A Comparative Study of Deep Reinforcement Learning Algorithms for Urban Autonomous Driving: Addressing the Geographic and Regulatory Challenges in CARLA

100%

5ewi-2026-02-08_01_54_47-applsci-15-06838.pdf

Abstract: To enable autonomous driving in real-world environments that involve a diverse range of geographic variations and complex traffic regulations, it is essential to investigate Deep Reinforcement Learning algorithms capable of policy learning in high-dimensional environments characterized by intricate state-action interactions. In particular, closed-loop experiments, which involve continuous interaction between an agent and their driving environment, serve as a critical framework for improving the practical applicability of Deep Reinforcement Learning algorithms in autonomous driving systems. This study empirically analyzes the capabilities of several representative Deep Reinforcement Learning algorithms-namely DDPG, SAC, TD3, PPO, TQC, and CrossQ-in handling various urban driving scenarios using the CARLA simulator within a closed-loop framework. To evaluate the adaptability of each algorithm to geographical variability and complex traffic laws, scenario-specific reward and penalty functions were carefully designed and incorporated. For a comprehensive performance assessment of the Deep Reinforcement Learning algorithms, we defined several driving performance metrics, including Route Completion, Centerline Deviation Mean, Episode Reward Mean, and Success Rate, which collectively reflect the quality of the driving in terms of its completeness, stability, efficiency, and comfort. Experimental results demonstrate that TQC and SAC, both of which adopt off-policy learning and stochastic policies, achieve superior sample efficiency and learning performances. Notably, the presence of geographically variant features-such as traffic lights, intersections, and roundabouts-and their associated traffic rules within a given town pose significant challenges to driving performance, particularly in terms of Route Completion, Success Rate, and lane-keeping stability. In these challenging scenarios, the TQC algorithm achieved a Route Completion rate of zero point nine one, substantially outperforming the zero point two three rate observed with DDPG. This performance gap highlights the advantage of approaches like TQC and SAC, which address Q-value overestimation through statistical methods, in improving the robustness and effectiveness of autonomous driving in diverse urban environments.

One. Introduction

Autonomous driving technology enables vehicles to perceive their surroundings using a variety of sensors, such as cameras and LiDAR, and to navigate to a designated destination without human intervention by executing real-time control operations including steering, braking, and lane keeping. Traditional rule-based decision-making systems have exhibited limitations in adapting to novel or unpredictable scenarios. However, with the advancement of artificial intelligence techniques and the accumulation of large-scale datasets, autonomous driving systems have demonstrated increasingly robust driving performances across diverse environments, progressing steadily toward becoming fully autonomous systems. In particular, perception-related modules, such as Bird's Eye View segmentation, lane detection, three-D object detection, depth estimation, and multi-task learning frameworks, have been significantly enhanced through recent advances in deep learning. Moreover, there has been growing interest in the integration of large language models and multi-modal large language models, which aim to enrich scene understanding and enable high-level reasoning in autonomous systems. Despite the remarkable progress in perception technologies, achieving full autonomy still necessitates moving beyond rule-based strategies in the decision-making domain. It requires adaptive and flexible learning mechanisms grounded in artificial intelligence to cope with the complexity and uncertainty of real-world driving environments.
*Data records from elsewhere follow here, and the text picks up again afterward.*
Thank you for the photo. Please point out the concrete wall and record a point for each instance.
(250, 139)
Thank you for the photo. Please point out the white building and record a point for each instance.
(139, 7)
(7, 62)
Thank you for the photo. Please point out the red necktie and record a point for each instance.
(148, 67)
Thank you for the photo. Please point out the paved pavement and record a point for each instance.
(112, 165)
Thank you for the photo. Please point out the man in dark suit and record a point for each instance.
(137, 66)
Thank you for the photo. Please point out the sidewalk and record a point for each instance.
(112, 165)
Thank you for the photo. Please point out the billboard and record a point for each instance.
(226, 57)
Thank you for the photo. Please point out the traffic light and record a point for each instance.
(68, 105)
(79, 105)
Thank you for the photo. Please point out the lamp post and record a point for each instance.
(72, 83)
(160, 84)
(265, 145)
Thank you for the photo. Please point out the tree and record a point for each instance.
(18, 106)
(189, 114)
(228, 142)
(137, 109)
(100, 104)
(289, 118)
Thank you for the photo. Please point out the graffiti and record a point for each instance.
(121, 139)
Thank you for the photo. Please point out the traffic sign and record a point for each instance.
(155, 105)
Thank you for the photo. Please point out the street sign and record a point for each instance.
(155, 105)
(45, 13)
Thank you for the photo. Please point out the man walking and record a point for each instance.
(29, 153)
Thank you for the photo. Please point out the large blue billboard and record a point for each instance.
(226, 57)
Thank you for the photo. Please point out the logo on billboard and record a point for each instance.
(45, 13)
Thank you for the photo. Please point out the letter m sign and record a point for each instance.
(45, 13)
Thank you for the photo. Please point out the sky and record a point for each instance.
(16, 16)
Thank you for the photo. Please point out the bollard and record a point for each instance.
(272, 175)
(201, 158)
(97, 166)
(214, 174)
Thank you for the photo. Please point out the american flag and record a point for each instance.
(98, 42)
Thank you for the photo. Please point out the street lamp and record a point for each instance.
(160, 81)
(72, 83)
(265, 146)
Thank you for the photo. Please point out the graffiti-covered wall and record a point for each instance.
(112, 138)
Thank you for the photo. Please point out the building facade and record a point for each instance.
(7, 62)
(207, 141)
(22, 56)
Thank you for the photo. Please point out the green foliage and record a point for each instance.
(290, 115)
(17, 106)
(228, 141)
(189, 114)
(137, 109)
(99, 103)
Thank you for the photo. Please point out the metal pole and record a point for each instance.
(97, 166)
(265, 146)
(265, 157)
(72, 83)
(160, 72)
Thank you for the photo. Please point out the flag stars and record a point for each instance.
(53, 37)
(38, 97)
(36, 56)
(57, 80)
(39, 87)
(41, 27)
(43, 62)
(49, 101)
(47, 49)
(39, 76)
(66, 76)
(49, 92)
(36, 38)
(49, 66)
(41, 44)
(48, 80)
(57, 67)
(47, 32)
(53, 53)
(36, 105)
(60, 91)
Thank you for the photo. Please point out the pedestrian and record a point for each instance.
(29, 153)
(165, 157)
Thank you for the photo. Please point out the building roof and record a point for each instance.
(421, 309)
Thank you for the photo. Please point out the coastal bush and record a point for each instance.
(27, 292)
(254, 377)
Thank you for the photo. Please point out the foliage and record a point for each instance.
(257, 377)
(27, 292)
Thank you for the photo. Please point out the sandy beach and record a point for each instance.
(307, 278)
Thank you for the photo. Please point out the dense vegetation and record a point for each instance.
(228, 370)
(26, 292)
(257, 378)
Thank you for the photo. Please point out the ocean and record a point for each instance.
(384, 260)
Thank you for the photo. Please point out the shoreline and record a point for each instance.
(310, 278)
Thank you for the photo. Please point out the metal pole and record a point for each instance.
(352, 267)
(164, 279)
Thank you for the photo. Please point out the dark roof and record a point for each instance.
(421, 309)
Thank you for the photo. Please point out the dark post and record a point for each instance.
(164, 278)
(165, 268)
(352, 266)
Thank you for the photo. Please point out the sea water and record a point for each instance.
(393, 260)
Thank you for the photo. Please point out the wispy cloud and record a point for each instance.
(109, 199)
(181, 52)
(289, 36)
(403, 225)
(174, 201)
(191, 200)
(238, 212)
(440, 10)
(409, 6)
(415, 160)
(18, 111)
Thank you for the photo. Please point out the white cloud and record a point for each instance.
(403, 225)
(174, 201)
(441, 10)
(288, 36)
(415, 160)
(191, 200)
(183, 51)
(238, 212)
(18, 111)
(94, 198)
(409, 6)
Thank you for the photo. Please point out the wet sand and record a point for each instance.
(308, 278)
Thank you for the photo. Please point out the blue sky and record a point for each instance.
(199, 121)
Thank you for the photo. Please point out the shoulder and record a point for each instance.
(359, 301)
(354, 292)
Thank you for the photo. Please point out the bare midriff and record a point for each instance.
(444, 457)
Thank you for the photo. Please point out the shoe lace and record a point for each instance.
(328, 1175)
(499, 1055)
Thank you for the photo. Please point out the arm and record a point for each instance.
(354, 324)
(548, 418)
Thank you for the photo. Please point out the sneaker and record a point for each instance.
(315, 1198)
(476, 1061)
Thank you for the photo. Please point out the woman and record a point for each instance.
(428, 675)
To address the challenges of decision-making in autonomous driving systems, recent research has increasingly focused on using various reinforcement learning techniques. In particular, imitation learning and Deep Reinforcement Learning have emerged as core paradigms for learning decision policies. Imitation learning refers to the approach of learning a driving policy directly from human-expert demonstrations. While imitation learning enables the rapid acquisition of a competent initial performance, it has been widely adopted due to its simplicity-as it often bypasses technically demanding components such as explicit reward function design and stabilization mechanisms during policy training. However, collecting comprehensive driving data for all possible scenarios from human experts is practically infeasible. As a result, imitation learning-based approaches often suffer from generalization and scalability limitations due to issues such as covariate shift, error compounding, distributional drift, and recovery failure. In contrast, Deep Reinforcement Learning offers a more flexible learning framework, where agents autonomously learn policies by interacting with the environment and maximizing cumulative rewards. This approach eliminates the need for explicitly labeled expert data and allows the agent to learn from diverse scenarios in both simulation and real-world settings, thus addressing several key limitations of imitation-based learning. Deep Reinforcement Learning therefore represents a promising direction for advancing the decision-making capabilities of autonomous driving systems.

Efforts to integrate Deep Reinforcement Learning into autonomous driving have evolved in parallel with the emergence and advancement of Deep Reinforcement Learning techniques. In its early stages, research was primarily driven by the success of AlphaGo, which brought significant attention to value-based methods, and particularly Deep Q-Networks. However, since a Deep Q-Network is inherently designed for discrete action spaces, its applicability in real-world driving scenarios, which typically involve continuous control, was limited. This led to the development of Deep Reinforcement Learning algorithms capable of operating in continuous action spaces. Notably, several attempts were made to adapt policy-optimization-based algorithms, such as Asynchronous Advantage Actor-Critic, Proximal Policy Optimization, and Trust Region Policy Optimization, to autonomous driving domains. Building upon these advances, actor-critic architectures that facilitate more stable policy learning were introduced. These include the Deep Deterministic Policy Gradient, Twin Delayed Deep Reinforcement Learning, and Soft Actor-Critic algorithms, which have since been widely applied in autonomous driving research. More recently, algorithms that further mitigate the problem of Q-value overestimation have been proposed, including CrossQ and Truncated Quantile Critics, which represent the latest advancements in Deep Reinforcement Learning suitable for high-dimensional continuous control environments such as autonomous driving.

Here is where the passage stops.